Namely that being in the U.K. makes it easier to recruit technical and other talent from anywhere in the EU, which, in turn, enables startups in Britain to compete globally. The talent pool in the U.K. is simply too small to remain competitive were the public to vote to leave, ending free movement, they say.
And while the “single market” is a long way off from translating to a single digital market, already many startups benefit from harmonised regulation in fintech, for example, which sees a financial services license in one country apply to all 28 member states. That’s a huge deal.
In a statement, Coadec’s Levin says: “The U.K.’s digital startups are clear that they want us to stay in the EU, in order to have access to a single market of 500 million consumers, a talented labour market, and a seat at the table setting the rules. They don’t think the EU is perfect, but have clearly said that the U.K. is better off remaining inside the European Union, than out on our own. The U.K. is the best place in Europe to launch and grow a digital startup, we should not put that at risk.”
He also says the results aren’t surprising, noting that the U.K.’s startup community is “international” in outlook and composition. “Founders come to the U.K. from across Europe (and the world) to launch and grow their businesses. They look to Europe for talented staff to help them grow. And they aim to sell and expand across a trading block of 500 million consumers,” adds Levin.
The BoJo factor
Boris Johnson, the Mayor of London and self-appointed cheerleader for London’s tech startups, declared himself as an ‘outer’
One startup founder to go public in his criticism is Tom Adeyoola, founder of virtual fitting room startup Metail. Due to the Mayor’s support for exiting the EU, he is withdrawing Metail from the Mayor of London’s ‘Go to Grow’ programme, which offers mentoring to so-called scale-ups.
In an open letter he writes: “I must respectfully make it known that I can no longer support or be part of the Mayor’s ‘Go to Grow’ International Export Programme. An export programme without a pro-European stance doesn’t work for me, and I firmly believe that leaving the EU would be fundamentally detrimental to Metail’s export future and growth prospects.”

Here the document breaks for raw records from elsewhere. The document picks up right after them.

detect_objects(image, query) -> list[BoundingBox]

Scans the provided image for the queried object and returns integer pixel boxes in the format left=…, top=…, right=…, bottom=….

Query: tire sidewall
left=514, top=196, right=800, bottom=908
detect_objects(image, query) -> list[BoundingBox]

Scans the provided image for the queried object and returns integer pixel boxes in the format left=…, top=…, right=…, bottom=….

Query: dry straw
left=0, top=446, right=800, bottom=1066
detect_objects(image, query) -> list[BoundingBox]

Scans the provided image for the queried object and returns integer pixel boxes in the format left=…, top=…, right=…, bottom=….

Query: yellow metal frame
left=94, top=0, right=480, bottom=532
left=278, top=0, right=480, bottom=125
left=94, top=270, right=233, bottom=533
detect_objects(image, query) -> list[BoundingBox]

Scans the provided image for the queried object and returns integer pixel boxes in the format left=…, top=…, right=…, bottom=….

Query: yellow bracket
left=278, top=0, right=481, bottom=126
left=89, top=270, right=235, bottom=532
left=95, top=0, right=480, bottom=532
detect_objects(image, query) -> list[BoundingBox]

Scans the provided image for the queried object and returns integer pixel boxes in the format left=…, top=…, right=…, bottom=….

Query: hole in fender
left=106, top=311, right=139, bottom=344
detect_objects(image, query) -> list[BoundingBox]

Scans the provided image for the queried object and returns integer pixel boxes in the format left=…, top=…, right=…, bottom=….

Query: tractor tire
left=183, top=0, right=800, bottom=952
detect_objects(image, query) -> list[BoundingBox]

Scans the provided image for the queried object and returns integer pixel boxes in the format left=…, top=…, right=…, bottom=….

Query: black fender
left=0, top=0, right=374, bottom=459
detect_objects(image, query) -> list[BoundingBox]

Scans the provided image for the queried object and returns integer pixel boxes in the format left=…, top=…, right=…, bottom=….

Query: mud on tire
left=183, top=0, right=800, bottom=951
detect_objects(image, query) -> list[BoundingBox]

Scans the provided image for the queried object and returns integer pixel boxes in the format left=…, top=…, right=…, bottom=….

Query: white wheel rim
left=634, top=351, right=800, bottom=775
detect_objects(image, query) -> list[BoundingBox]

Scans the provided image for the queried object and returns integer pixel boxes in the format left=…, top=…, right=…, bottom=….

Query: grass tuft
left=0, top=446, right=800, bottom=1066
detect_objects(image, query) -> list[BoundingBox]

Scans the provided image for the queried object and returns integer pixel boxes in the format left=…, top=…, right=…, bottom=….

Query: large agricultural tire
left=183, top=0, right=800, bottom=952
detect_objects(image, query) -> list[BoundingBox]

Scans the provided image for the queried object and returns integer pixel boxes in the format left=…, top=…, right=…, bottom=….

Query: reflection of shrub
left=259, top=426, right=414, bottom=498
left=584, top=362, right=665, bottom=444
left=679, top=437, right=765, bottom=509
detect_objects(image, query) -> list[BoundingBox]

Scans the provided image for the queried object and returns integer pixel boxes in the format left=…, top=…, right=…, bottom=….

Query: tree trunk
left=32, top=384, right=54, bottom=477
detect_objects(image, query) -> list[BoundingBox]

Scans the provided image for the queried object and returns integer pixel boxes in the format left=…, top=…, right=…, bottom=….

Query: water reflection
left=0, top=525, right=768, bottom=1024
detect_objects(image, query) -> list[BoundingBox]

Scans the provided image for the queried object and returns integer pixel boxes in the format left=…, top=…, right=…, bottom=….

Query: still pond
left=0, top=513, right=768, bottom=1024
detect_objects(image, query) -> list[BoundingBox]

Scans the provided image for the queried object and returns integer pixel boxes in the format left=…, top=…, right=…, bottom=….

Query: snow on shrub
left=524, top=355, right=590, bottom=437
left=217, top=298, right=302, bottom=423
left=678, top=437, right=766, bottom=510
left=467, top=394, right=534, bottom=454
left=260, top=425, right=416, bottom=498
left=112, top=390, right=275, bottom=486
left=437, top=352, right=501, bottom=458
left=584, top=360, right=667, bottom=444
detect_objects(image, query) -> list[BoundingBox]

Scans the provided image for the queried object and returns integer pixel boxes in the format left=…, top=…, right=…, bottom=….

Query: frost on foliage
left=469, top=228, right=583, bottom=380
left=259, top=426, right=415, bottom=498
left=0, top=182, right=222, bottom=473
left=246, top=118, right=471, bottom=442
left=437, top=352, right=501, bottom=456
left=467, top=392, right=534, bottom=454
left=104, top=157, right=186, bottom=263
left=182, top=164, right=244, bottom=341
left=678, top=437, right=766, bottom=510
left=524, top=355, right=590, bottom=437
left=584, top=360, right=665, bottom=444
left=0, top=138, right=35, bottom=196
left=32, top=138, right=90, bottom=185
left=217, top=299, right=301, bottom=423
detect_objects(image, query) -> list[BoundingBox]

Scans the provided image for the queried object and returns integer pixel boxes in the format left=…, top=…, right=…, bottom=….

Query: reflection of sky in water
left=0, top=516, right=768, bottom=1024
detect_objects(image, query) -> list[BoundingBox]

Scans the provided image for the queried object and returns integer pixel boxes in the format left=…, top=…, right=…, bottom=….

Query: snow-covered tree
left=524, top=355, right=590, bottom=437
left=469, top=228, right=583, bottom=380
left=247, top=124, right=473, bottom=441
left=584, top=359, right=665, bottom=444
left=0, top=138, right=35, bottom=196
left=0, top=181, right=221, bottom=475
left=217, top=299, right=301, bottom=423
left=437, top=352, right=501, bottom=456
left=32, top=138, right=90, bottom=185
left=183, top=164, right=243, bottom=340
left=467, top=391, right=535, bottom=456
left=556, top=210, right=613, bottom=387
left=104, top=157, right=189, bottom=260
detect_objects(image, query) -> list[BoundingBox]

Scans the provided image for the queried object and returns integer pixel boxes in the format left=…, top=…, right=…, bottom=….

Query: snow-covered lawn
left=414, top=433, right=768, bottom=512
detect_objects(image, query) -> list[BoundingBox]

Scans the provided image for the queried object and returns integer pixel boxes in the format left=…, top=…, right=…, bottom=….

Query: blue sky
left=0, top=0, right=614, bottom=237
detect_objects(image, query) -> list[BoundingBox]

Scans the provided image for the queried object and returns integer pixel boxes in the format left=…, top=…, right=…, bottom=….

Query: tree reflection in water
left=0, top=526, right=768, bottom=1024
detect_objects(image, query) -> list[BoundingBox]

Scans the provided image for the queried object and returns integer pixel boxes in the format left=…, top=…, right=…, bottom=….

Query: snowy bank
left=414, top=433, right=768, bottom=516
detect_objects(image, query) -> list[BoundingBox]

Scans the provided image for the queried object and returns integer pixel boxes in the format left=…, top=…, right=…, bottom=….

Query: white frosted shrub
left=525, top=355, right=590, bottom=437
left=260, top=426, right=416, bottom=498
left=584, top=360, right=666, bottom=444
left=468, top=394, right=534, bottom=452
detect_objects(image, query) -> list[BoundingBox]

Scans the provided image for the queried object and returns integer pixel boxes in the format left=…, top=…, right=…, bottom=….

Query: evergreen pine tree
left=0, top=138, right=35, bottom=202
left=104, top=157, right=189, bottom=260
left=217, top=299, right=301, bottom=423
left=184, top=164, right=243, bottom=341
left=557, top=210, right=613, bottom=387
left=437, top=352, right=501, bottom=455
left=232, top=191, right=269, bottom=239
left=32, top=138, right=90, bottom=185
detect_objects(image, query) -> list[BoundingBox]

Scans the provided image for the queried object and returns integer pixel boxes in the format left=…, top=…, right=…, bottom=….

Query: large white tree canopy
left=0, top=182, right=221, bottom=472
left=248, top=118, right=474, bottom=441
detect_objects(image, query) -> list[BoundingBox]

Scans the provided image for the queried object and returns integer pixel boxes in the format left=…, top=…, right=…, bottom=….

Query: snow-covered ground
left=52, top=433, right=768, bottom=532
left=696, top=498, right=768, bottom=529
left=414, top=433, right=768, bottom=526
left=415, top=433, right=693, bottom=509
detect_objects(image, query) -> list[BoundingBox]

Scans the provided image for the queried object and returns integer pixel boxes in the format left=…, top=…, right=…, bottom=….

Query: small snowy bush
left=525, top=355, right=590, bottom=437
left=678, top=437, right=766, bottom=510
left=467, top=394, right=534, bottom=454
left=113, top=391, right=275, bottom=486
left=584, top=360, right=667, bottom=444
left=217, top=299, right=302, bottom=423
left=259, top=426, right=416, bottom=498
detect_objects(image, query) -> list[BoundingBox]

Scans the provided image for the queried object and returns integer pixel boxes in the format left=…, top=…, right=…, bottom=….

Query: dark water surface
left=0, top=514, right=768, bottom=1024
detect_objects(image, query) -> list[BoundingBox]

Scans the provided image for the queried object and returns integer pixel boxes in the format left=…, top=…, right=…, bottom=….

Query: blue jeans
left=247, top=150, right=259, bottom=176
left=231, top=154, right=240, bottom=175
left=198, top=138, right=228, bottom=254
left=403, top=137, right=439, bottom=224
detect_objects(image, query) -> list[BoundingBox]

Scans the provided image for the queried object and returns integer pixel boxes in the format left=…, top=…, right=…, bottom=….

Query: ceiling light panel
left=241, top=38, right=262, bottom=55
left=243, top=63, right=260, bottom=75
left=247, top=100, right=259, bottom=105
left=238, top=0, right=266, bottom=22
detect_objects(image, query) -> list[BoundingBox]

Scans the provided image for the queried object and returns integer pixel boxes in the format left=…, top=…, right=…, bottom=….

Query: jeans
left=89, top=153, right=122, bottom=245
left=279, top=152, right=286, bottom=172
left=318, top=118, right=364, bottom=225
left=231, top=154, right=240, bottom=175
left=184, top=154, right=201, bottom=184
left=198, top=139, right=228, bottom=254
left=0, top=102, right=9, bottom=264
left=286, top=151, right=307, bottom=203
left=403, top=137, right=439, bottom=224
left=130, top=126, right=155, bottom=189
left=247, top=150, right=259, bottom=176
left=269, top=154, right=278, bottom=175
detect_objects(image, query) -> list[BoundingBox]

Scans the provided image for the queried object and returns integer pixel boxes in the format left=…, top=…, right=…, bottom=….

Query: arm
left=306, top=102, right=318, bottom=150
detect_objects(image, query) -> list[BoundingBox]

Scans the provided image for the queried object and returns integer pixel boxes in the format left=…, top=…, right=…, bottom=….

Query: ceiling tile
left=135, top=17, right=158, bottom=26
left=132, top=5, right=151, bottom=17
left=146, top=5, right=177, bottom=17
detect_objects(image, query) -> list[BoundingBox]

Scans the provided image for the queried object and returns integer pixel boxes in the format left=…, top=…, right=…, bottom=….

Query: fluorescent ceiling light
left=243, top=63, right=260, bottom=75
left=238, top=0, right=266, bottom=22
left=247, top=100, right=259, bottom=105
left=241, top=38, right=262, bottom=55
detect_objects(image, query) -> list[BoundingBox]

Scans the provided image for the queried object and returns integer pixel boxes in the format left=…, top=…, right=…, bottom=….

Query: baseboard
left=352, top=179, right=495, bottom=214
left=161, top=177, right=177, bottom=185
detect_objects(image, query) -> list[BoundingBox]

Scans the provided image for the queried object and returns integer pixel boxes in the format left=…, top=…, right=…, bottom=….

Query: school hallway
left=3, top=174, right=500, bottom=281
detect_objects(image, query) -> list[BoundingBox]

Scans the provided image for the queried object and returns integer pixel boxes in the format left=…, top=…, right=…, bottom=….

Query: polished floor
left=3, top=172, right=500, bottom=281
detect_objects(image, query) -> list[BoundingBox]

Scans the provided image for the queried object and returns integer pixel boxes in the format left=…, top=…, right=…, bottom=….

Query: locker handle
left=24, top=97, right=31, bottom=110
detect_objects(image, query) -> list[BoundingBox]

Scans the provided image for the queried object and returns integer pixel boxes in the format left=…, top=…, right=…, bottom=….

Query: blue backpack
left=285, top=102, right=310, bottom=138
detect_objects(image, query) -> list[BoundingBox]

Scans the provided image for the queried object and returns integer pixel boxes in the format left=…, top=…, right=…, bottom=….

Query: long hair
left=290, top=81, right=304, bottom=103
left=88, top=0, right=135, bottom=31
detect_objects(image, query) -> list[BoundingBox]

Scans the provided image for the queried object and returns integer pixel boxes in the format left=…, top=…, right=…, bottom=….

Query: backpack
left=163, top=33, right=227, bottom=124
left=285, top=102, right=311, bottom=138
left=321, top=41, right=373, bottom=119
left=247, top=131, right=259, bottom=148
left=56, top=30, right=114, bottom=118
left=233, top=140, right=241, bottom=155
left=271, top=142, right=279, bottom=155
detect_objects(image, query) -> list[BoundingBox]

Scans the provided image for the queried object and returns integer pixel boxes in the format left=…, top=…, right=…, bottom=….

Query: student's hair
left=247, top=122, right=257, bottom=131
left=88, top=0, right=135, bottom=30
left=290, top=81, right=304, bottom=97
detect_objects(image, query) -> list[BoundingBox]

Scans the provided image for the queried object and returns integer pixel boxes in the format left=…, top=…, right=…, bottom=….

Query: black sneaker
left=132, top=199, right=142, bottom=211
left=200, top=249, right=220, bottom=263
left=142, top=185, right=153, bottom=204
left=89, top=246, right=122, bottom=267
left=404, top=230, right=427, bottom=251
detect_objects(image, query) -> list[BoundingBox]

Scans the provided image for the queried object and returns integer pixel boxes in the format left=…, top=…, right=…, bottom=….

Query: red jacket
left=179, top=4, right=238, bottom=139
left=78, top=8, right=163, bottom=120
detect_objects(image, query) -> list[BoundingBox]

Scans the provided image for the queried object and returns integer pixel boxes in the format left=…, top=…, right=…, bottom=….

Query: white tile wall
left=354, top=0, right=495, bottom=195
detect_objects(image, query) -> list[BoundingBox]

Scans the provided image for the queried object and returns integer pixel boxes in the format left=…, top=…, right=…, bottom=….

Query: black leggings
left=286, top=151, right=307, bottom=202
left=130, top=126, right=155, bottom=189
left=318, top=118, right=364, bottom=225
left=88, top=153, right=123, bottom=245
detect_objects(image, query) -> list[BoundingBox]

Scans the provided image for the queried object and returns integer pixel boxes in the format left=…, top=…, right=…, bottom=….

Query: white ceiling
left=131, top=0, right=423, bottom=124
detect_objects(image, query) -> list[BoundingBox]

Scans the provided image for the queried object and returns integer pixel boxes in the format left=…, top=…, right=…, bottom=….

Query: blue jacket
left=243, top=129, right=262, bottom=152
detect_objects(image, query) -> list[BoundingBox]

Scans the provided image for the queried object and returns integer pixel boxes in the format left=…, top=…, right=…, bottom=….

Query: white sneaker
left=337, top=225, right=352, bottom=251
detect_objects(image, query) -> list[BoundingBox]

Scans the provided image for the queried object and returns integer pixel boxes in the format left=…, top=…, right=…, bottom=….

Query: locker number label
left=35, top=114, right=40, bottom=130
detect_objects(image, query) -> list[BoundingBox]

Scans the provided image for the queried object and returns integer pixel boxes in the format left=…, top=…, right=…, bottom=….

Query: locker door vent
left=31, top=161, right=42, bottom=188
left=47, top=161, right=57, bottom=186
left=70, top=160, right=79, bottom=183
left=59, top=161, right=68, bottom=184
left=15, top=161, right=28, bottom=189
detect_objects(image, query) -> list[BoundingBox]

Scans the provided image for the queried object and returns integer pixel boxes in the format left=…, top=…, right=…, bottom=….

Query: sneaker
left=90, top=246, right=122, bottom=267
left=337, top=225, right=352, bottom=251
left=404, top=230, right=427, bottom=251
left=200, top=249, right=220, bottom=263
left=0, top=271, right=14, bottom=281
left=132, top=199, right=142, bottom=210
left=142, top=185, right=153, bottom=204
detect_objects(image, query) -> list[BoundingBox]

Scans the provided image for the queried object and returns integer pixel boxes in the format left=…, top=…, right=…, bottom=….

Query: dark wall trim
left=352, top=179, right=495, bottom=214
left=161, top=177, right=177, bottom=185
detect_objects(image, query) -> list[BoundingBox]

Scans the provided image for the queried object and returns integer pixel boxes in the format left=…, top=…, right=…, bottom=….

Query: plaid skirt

Meanwhile, another known and public supporter of the U.K. remaining in the EU is London-based venture capitalist Eileen Burbidge. That’s particularly noteworthy given that, along with numerous government advisory roles, she’s a tech ambassador for the Mayor of London, a position that has seen her share a number of platforms and trade missions with Johnson.
I asked Burbidge what she made of the Mayor’s decision to back the Leave campaign and she had this to say: “Like everyone else in Britain the Mayor is right to carefully consider his view on the situation but I do have a different point of view and strongly believe Britain (and the U.K. tech sector) is better off within the EU”.